Another current that has tried to offer an explanation is the humanist one, which proposes, for example, with the model of a self-esteem map that the nucleus of the disorder is found in the anguish and the vulnerability to the anti-hazards (defeats, failures and situations that make the subject feel ashamed and despise himself), that end up causing the subject to deceive himself to protect himself and little by little he is moving away from reality. However, both this model and the one based on psychoanalysis are not accepted by the scientific community.
Some psychotic disorders
Psychosis is a generic term that refers to the overall functioning of this type of disorder. But in reality there are a large number of different psychopathologies that fall into this category . Likewise, some disorders that were originally identified as psychotic have subsequently been separated from this concept. One example is bipolar disorder, formerly called manic-depressive psychosis. The following are some of the major psychotic disorders.
The best known and prototypical psychotic disorder, schizophrenia is a disorder in which hallucinations, delusions and language disorders often occur . Disorganized behavior, catatonia, or negative symptoms such as impaired thinking and judgment may also appear. It usually occurs in the form of outbreaks and creates a great deal of difficulty for the sufferer.
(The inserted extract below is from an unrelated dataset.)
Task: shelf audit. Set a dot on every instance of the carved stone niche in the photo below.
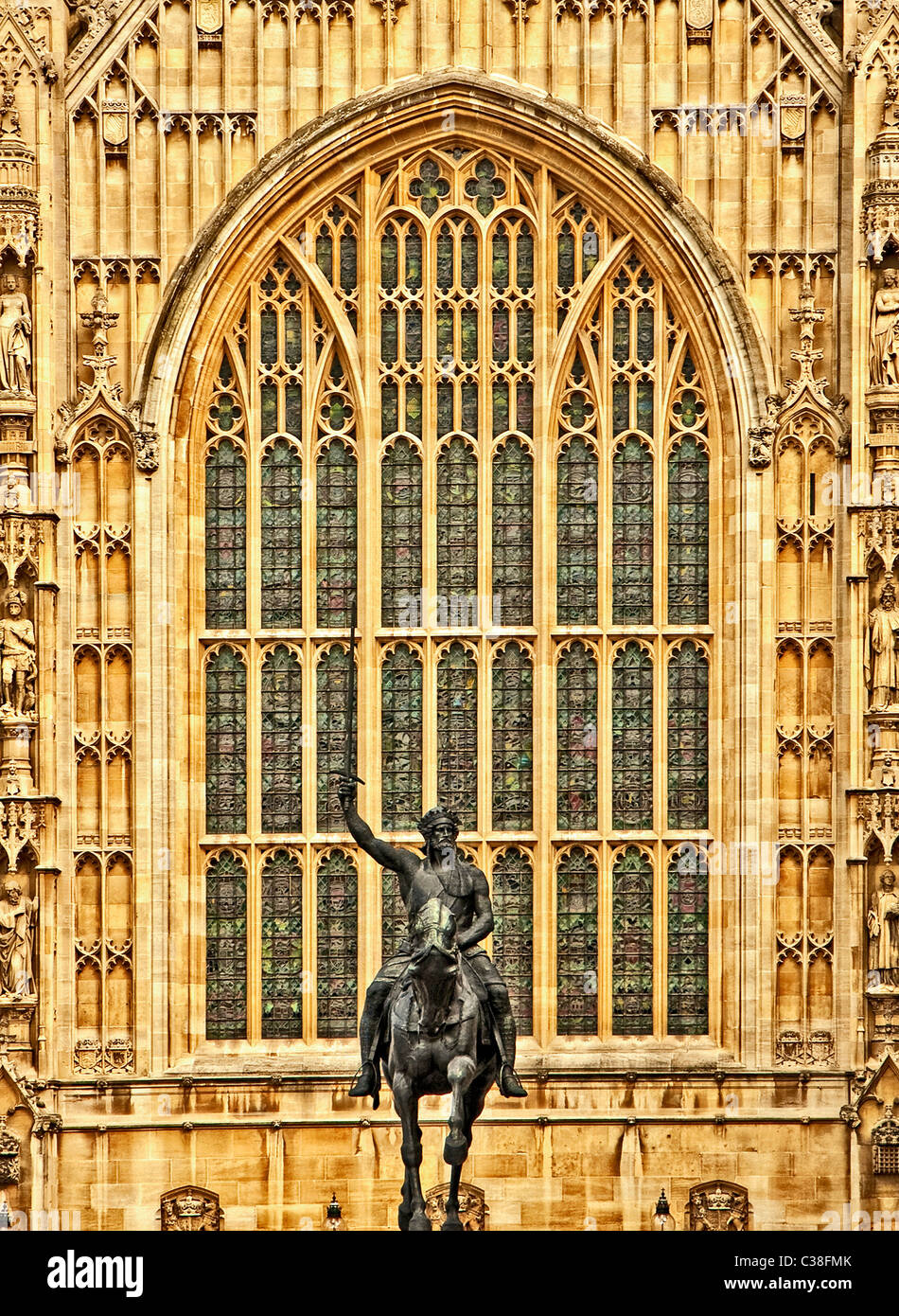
(717, 1207)
(473, 1208)
(885, 1144)
(189, 1210)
The symptoms last for at least six months and may eventually lead to cognitive impairment.
2. Chronic delirious disorder
Another of the great mental disorders of a psychotic type, chronic delirious disorder is characterized by the existence of alterations in the content of thought , with strange beliefs that do not conform to reality that remain fixed despite the evidence to the contrary. In general, with the exception of that which is linked to the content of his delirium, the subject acts normally and does not present other difficulties. Beliefs may be more or less systematized, and the subject often considers that the evidence supports his beliefs and ignores those elements that contradict them.
3. Schizophreniform disorder
It is a psychotic-type disorder that shares most of the symptoms with schizophrenia, except for the fact that the duration of its symptoms is more than one month but less than six and does not cause deterioration.
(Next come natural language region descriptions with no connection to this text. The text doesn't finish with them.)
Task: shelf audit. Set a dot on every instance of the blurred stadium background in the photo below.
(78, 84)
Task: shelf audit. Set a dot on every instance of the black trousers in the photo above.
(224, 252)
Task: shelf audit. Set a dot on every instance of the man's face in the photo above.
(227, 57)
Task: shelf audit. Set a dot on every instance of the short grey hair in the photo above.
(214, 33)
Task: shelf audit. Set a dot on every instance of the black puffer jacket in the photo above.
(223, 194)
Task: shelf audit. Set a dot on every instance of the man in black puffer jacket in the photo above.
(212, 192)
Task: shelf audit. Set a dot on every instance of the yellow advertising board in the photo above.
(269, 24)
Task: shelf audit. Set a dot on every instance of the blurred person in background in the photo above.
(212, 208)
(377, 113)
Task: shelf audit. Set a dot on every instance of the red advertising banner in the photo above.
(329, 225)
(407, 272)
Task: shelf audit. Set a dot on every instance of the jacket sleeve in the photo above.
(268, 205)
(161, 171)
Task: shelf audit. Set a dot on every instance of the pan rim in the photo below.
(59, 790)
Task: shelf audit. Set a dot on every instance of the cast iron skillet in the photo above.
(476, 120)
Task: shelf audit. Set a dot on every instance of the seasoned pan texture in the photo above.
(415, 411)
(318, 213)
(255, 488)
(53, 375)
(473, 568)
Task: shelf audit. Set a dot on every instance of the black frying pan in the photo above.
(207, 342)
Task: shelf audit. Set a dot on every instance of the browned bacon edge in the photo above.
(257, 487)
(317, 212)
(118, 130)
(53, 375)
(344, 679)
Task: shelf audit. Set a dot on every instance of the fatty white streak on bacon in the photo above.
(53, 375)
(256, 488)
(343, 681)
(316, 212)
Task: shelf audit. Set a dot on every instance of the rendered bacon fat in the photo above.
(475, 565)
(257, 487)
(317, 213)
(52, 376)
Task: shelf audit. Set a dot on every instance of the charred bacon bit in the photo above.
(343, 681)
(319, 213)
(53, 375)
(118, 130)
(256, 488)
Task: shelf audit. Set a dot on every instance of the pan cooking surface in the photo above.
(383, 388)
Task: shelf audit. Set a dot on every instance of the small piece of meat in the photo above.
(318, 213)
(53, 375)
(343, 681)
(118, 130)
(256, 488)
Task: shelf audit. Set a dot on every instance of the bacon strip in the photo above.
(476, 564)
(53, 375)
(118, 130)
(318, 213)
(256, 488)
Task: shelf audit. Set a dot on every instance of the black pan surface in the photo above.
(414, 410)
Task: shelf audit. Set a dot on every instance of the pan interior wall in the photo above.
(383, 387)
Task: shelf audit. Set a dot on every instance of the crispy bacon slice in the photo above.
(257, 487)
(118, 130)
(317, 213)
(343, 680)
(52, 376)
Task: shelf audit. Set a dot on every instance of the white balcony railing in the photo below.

4. Schizoaffective disorder
This disorder is characterized by the presence of psychotic symptoms together with mood alterations such as depressive or manic episodes , with the psychotic symptoms existing for at least two weeks in the absence of manic or depressive episodes (otherwise we could be dealing with a depressive or bipolar disorder with psychotic characteristics).
5. Brief reactive psychosis
Brief appearance of psychotic symptoms as a reaction to a stressful and traumatic phenomenon.
6. Psychotic disorder due to medical illness
Some medical illnesses may end up generating psychotic symptoms due to the involvement of nerves or the brain . Dementias, tumours, autoimmune problems and metabolic disorders may be the origin of an organic psychosis.
7. Substance use disorder
Drugs can also generate psychotic experiences, both at the time of consumption and during intoxication or as a result of the abstinence syndrome in dependent subjects.
8. Brief psychotic disorder
It is a psychotic disorder similar to schizophrenia and schizophreniform disorder , with the difference that in this case it lasts less than a month.
9. Occasional symptom in other disorders
It must be taken into account that, in addition to the actual psychotic disorders, many other psychopathologies can be studied with some psychotic elements . This is what happens with depression or bipolar disorder, in which hallucinations and psychotic phenomena may occasionally appear.